Em 29 de setembro do ano passado foi deflagrada a Operação Raio-X pela Polícia Civil de Araçatuba em parceria com o Gaeco (Grupo de Atuação Especial de Repressão ao Crime Organizado) do Ministério Público, para o cumprimento de 64 mandados de prisão temporária e 237 de busca e apreensão expedidos pela Justiça de Birigui e Penápolis.
Ao mesmo tempo, a Polícia Federal deflagrou a Operação SOS para cumprir 12 mandados de prisão temporária e 41 de busca e apreensão expedidos pelo STJ (Superior Tribunal de Justiça). A investigação apontou que no período de agosto de 2019 a maio de 2020, o grupo supostamente liderado por Cleudson assinou 12 contratos com o governo do Estado do Pará, totalizando quase R$ 1,3 milhões.
Negócio da vida
O Hojemais Araçatuba publicou matéria em 4 de outubro do ano passado, na qual informa que de acordo com a investigação, esses contratos renderiam R$ 200 milhões por ano ao grupo investigado e por isso, o projeto foi tido por Cleudson como "o negócio da vida".
Ainda segundo o que foi apurado pela reportagem, entre os alvos de mandados de busca e apreensão e de prisão temporária expedidos hoje, estão médicos e empresários de Araçatuba e Birigui que teriam sido levados para o Estado do Pará por intermédio de Cleudson.
Núcleo político
Entre os que tiveram a prisão preventiva decretada está Nicolas André Tsontakis Morais, que também usaria o nome falso de Nícholas André Silva Freire. Ele havia sido preso durante a Operação SOS e, segundo a Polícia Civil de Araçatuba, era o responsável pelo contato político que viabilizou a assinatura dos contratos no Pará.

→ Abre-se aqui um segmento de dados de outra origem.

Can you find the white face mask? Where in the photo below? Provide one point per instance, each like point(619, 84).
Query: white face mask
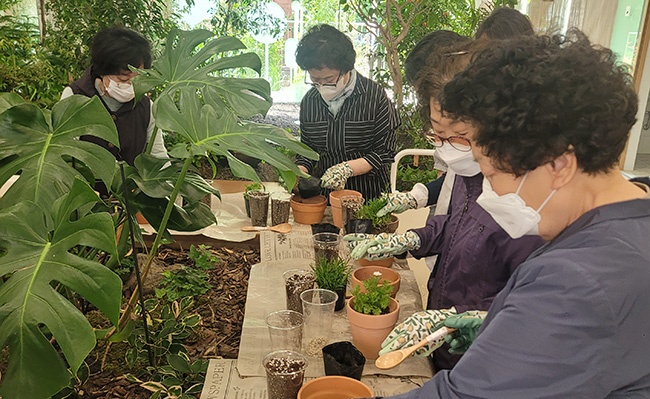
point(510, 211)
point(460, 162)
point(122, 92)
point(331, 92)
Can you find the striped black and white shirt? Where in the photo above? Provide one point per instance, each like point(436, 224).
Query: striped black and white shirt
point(364, 127)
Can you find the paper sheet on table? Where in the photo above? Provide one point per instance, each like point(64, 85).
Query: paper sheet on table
point(230, 212)
point(222, 381)
point(266, 294)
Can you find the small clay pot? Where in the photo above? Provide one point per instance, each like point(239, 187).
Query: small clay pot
point(386, 276)
point(308, 210)
point(343, 358)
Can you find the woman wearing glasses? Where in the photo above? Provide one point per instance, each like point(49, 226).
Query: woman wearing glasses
point(345, 117)
point(475, 255)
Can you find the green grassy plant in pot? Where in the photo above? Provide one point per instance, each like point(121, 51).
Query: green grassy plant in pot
point(333, 274)
point(372, 315)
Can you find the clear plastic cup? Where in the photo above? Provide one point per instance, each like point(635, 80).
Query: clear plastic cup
point(285, 372)
point(295, 282)
point(285, 330)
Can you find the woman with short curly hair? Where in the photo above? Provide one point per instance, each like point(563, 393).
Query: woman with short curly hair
point(548, 126)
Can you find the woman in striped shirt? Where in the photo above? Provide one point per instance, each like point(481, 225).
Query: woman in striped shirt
point(345, 117)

A investigação apurou que quando surgiram os editais de seleção de organizações sociais para gerir o Hospital Público Regional do Caetés e Hospital Público Regional Dr. Abelardo Santos, no Pará, as OSSs investigadas tinham informações privilegiadas, foram qualificadas e venceram os dois certames.
Pelo trabalho feito, Cleudson teria presenteado Nícholas com um Land Rover avaliado em mais de R$ 400 mil, adquirido em nome de uma empresa de segurança pertencente a um empresário que foi preso em Agudos. Há um processo tramitando na Justiça de Birigui por lavagem de dinheiro relativa a esse caso.
A polícia também cumpriu mandado de busca na ocasião em um endereço relacionado a ele em Birigui e apreendeu outros três veículos. Segundo a polícia, Nícholas teria recebido repasses financeiros que podem ter somado mais de R$ 1,5 milhão.